Drawing, in the New England woods, 1855-65; Frederic Edwin Church
Oil on paperboard, roughly 13 x 9 inches ( 33 x 23 cm); in the Cooper Hewitt Collection of the Smithsonian Design Museum.
Interestingly, the museum has posted two images of this work, the one above, top, which I’ll call the “cool” version, and the one above, bottom, which I’ll call the “warm” version.
The museum mentions that there are two versions of the image, and provides an essentially identical collection description page for each. Both are also nicely provided with a high-res version of the image.
Here is the cool version (also linked above), with a link to the high-res image for that version.
Here is the warm version, with its corresponding high-res image (actually higher in resolution than the large version of the cool image).
Neither gives an indication of which image is more true to the original painting. The museum used the cooler version in their online listing for a show from 2006 that included the painting.

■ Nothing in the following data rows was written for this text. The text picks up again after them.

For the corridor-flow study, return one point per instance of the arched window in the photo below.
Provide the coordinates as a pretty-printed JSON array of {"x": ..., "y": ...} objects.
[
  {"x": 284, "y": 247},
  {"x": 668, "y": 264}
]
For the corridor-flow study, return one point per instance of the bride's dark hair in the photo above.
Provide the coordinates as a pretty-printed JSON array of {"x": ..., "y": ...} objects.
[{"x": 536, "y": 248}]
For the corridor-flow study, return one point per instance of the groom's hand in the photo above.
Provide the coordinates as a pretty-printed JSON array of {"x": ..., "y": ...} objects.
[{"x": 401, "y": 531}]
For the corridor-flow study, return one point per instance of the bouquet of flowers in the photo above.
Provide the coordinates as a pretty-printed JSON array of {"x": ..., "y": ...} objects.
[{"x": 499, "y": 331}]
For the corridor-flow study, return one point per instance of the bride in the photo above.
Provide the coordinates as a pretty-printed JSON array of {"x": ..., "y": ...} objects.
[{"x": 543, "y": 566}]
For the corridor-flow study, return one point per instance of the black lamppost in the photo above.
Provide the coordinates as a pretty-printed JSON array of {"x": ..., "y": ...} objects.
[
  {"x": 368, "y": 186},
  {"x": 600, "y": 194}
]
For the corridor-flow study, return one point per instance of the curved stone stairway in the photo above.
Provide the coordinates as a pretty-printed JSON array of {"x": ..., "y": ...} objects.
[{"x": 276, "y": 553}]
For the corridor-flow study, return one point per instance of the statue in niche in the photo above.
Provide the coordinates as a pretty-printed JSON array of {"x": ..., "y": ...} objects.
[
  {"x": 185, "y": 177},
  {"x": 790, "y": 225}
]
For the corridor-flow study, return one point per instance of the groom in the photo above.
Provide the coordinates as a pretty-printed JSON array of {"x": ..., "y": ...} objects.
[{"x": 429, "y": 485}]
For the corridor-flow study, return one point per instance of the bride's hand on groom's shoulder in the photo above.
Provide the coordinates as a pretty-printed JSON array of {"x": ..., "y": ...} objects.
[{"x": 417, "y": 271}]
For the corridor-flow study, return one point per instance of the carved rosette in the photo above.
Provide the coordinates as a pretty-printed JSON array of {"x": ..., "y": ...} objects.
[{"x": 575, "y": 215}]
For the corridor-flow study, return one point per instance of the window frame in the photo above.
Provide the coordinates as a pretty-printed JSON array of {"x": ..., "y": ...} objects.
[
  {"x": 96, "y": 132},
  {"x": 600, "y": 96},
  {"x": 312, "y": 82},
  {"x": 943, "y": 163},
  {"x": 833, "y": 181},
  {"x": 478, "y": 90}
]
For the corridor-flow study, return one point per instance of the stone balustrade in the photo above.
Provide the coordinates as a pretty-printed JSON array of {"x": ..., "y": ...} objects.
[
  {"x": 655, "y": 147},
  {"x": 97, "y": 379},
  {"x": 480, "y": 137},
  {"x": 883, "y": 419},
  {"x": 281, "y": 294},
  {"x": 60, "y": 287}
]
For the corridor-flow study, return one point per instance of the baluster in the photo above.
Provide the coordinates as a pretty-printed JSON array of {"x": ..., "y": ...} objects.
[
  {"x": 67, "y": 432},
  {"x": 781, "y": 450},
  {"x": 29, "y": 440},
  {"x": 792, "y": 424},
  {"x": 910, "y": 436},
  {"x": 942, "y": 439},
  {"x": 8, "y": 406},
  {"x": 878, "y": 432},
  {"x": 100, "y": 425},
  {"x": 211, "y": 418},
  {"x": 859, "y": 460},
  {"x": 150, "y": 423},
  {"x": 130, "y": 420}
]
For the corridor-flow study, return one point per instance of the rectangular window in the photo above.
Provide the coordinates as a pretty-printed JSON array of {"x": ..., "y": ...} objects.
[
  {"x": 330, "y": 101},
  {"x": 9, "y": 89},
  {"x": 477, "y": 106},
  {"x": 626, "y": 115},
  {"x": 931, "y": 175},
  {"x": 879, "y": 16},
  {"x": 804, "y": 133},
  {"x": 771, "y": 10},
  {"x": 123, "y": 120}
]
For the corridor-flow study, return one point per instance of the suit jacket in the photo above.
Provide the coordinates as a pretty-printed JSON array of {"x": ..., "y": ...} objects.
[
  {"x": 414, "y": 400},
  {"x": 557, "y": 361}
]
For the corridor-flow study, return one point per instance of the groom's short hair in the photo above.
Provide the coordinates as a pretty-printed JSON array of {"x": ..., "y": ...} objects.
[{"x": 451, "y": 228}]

Though the difference seems striking, this is an example of how easily images of an artwork — even those posted by museums of work in their own collections — can vary from the original. I was able to take each version of the image into Photoshop and quickly reproduce the appearance of the other image with some adjustments to hue and lightness.
It’s interesting to see the details brought out by the color adjustments, the oranges and reds that you see in the “warm” version are actually there in the cooler image, just not as noticeable; I suspect they are partly from an underpainting.